“Un’assistente sociale eroina della Resistenza francese” di Bruno Bortoli – Università Cattolica di Milano
Betty Albrecht (Marsiglia, 1893 – Fresnes, 1943)
Cresciuta nell’alta società protestante, tutto sembrava destinare questa donna, alta un metro e cinquantuno e dagli occhi di un azzurro inconfondibile, a svolgere fino in fondo il ruolo di madre di famiglia. Tutto, salvo il suo temperamento radicale e incontrollabile, il suo status di borghese anticonformista, gli incontri con persone notevoli e i casi della vita. Così la sua biografia devìa da una traiettoria prevedibile per portarla a diventare infermiera, assistente sociale di fabbrica, femminista militante, propagandista della libertà sessuale, compagna di strada del Partito comunista francese (Missyka, 2005).
Berty Wild, fondatrice dell’Unione Mondiale delle Donne contro il Fascismo e martire della resistenza francese al nazifascismo (nome di battaglia: Victoria), nasce il 15 febbraio 1893 nel cuore della vecchia Marsiglia, figlia di Oscar Wild e di Marthe Grosclaude, di origine svizzera.
Dopo gli studi classici al Liceo Montgrand di Marsiglia e poi a Losanna, nel 1911 frequenta i corsi organizzati dalla Croce Rossa per diventare infermiera, conseguendo questa qualifica l’anno successivo.

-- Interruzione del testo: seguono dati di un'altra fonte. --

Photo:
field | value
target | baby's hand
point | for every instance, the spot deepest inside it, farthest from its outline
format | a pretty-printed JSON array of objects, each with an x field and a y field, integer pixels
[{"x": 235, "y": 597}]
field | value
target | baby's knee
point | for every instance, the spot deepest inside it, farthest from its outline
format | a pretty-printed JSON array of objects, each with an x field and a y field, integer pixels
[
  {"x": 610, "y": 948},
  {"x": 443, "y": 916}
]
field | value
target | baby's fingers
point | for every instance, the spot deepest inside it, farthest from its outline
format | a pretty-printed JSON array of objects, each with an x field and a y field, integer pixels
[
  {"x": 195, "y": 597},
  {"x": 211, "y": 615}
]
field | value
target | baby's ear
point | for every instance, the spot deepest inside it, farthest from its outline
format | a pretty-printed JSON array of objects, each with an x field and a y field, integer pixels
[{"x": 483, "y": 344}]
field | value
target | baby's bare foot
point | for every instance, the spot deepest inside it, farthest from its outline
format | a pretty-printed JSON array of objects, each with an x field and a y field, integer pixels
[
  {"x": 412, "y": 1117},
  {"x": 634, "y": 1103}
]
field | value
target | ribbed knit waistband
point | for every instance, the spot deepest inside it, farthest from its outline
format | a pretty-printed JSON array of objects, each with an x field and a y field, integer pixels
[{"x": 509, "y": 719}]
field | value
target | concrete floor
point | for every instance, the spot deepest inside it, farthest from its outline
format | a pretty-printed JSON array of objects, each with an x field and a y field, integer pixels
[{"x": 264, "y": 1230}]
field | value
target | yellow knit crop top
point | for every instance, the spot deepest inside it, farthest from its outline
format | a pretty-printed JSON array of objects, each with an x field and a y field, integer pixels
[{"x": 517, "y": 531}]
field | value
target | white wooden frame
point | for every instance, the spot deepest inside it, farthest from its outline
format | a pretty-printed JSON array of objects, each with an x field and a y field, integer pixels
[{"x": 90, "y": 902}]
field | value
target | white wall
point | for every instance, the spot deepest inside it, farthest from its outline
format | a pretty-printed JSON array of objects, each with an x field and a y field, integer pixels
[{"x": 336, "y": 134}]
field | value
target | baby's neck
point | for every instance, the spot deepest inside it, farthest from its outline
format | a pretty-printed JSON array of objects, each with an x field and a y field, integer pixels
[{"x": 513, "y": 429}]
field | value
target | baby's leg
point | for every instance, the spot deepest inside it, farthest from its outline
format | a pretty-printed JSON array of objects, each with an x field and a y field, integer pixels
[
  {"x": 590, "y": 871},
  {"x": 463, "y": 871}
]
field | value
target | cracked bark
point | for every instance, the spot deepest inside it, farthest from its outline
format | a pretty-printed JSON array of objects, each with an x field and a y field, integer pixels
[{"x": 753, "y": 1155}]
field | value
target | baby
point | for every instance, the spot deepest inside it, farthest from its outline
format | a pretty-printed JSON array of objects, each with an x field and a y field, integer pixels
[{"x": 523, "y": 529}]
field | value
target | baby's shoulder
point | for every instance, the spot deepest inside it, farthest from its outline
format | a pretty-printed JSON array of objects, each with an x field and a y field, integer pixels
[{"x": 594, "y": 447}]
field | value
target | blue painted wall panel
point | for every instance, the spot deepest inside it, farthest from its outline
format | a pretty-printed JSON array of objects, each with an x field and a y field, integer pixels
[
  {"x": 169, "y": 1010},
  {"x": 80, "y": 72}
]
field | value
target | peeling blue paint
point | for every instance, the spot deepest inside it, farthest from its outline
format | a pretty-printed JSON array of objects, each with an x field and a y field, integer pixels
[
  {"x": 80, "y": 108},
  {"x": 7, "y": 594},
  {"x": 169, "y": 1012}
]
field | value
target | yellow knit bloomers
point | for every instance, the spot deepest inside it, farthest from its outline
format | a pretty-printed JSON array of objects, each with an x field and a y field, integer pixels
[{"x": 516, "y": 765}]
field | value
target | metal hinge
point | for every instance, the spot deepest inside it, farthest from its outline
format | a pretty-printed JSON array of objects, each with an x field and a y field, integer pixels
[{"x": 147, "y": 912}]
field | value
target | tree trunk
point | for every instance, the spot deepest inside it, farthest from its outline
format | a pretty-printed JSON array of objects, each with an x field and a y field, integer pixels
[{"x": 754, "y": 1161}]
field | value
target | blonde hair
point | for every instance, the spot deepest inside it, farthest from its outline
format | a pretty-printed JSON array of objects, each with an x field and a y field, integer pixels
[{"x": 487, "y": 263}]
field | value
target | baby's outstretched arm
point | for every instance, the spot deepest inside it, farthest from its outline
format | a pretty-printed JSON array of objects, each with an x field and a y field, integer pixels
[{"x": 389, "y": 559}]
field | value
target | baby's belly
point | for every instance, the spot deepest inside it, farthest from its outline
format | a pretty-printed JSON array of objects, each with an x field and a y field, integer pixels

Appena diplomata, alla vigilia della Grande guerra, parte per Londra per impiegarsi come educatrice in un istituto femminile. Dopo lo scoppio delle ostilità rientra a Marsiglia, dove mette a frutto il suo diploma di infermiera presso gli ospedali militari cittadini.
Dopo l’Armistizio, nel dicembre 1918 si sposa a Rotterdam con il banchiere olandese Frédéric Albrecht1 e si stabilisce prima in Olanda e poi, a partire dal 1924, a Londra. Qui, frequentando gli ambienti progressisti, scopre il femminismo, il controllo delle nascite e il socialismo (Guerrand, 1993) e comincia a elaborare la sua prospettiva di emancipazione femminile che in seguito sfocerà in un convinto impegno a favore della contraccezione e della libertà di aborto: comportamenti controcorrente, quando non illegali, nella società francese del suo tempo, alle prese con il problema della denatalità.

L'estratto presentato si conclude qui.